In real life, real-life kings had real-life problems to deal with. Just being a good guy was not the answer. You had to make hard, hard decisions. Sometimes what seemed to be a good decision turned around and bit you in the ass; it was the law of unintended consequences. I’ve tried to get at some of these in my books. My people who are trying to rule don’t have an easy time of it. Just having good intentions doesn’t make you a wise king.

(Hat tip to Alex Tabarrok.)


  1. Excuse me if I’m imagining things, but has this excerpt appeared here before? It seems very familiar for some reason.

    That aside, I feel that Martin (like many) misses the point of what Tolkien was trying to accomplish. Lord of the Rings is not an attempt at a gritty, realistic portrayal of the mechanics of leadership, government, and war. It’s a fable; a synthetic myth painted in good and evil, courage and cowardice, loyalty and betrayal.

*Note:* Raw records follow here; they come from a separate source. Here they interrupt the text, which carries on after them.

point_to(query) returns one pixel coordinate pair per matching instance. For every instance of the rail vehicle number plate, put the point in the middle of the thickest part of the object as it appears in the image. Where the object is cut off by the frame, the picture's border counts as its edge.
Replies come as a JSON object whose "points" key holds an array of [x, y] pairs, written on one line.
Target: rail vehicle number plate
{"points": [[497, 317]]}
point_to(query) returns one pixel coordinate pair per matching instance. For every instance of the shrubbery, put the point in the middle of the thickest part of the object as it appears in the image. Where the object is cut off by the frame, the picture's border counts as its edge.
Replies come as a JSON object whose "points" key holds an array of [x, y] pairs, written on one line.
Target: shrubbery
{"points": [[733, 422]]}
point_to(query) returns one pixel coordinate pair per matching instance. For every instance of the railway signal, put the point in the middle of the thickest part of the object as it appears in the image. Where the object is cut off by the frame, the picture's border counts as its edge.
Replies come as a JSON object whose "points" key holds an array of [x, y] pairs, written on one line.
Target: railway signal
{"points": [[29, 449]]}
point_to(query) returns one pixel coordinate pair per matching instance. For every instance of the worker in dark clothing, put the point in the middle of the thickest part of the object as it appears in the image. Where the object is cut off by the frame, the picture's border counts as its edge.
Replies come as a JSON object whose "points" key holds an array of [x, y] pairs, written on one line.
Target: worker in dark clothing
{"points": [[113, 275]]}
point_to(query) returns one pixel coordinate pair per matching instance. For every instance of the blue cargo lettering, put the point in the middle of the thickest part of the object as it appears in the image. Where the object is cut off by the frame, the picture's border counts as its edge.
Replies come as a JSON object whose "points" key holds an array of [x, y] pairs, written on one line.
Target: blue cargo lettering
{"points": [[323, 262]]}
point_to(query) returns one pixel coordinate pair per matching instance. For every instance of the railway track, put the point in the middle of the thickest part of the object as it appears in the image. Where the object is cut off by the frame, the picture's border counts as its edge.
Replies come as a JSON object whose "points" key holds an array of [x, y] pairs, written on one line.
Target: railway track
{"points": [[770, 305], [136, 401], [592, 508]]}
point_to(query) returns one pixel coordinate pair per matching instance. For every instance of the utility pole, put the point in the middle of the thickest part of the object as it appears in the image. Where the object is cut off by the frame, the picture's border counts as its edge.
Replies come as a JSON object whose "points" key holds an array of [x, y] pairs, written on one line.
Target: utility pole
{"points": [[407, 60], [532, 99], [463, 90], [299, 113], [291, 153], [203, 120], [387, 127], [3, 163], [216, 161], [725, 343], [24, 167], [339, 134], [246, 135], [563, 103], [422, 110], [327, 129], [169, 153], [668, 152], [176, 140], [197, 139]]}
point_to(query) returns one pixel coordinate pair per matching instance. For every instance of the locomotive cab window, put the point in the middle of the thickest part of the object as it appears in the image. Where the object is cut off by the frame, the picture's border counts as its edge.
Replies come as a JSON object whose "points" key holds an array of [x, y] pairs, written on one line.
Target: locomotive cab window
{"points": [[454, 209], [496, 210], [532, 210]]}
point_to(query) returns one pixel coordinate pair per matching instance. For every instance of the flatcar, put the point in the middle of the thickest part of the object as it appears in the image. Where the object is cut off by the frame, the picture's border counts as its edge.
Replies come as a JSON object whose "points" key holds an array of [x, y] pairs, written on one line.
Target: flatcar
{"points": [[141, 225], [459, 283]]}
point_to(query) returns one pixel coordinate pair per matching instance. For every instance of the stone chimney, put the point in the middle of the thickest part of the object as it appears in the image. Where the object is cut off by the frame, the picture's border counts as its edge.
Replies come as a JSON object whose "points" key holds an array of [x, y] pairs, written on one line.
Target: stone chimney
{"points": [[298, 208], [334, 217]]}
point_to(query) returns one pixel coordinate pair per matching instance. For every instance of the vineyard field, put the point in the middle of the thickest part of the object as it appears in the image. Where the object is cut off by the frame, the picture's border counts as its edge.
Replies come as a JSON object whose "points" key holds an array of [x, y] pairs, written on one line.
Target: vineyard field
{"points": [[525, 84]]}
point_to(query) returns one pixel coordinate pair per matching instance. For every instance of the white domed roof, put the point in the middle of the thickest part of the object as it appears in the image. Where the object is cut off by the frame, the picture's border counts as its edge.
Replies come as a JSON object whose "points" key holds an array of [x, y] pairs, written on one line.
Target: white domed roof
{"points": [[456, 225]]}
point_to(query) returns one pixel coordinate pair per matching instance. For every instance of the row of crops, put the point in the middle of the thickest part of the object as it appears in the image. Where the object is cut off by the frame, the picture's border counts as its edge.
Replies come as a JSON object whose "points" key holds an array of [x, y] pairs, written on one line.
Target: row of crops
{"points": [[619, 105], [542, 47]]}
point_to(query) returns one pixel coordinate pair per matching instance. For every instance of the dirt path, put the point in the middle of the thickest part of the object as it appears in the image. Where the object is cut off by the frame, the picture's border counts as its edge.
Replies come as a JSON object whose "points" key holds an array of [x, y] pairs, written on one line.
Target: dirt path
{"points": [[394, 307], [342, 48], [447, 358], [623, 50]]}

    I’m the first to admit that I do like realistic portrayals of the mechanics of leadership, government, and war. However, Tolkien pausing mid-poetic-stride to explain the logistical preparations for the Ork investment of Minas Tirith would shatter the tone just as much as if Homer paused the fight between Achilles and Hector to describe the trade network that supported bronze weapon manufacturing.

  2. Isegoria says:

    I have cited Martin on things he borrowed from Tolkien, but nothing quite like that passage from his recent Rolling Stone interview. (I did have to go back and check though.)

  3. T. Greer says:

    The MR thread was of fairly high quality. I agree with one succinct comment near the end of it:

    Yet which will be the better and more resilient myth? Tolkien’s, surely, despite the absence of public works policy. The purpose of myth is not really to describe the detailed complexities of life.

  4. Bob Sykes says:

    John C. Wright has argued that the reason G. R. R. Martin and nearly all other modern writers ultimately fail and that Tolkien succeeds is that the modern writers are themselves nihilists and their works are a nihilist message. Tolkien on the other hand was a practicing, believing Roman Catholic, and beneath the surface of his great myth is a Christian message.

    Ultimately, LOTR does not consider taxes and day-to-day rule because Aragorn’s triumph represents the Resurrection and Final Judgement and the reestablishment of Eden on Earth.

  5. Isegoria says:

    It didn’t cover Aragorn’s tax policy, but a previous post did discuss Making Mordor’s Economy Work.

  6. Toddy Cat says:

    “Just having good intentions doesn’t make you a wise king.”

    True. This is why Aragorn had to be both wise and good to rule a hundred years, not just good.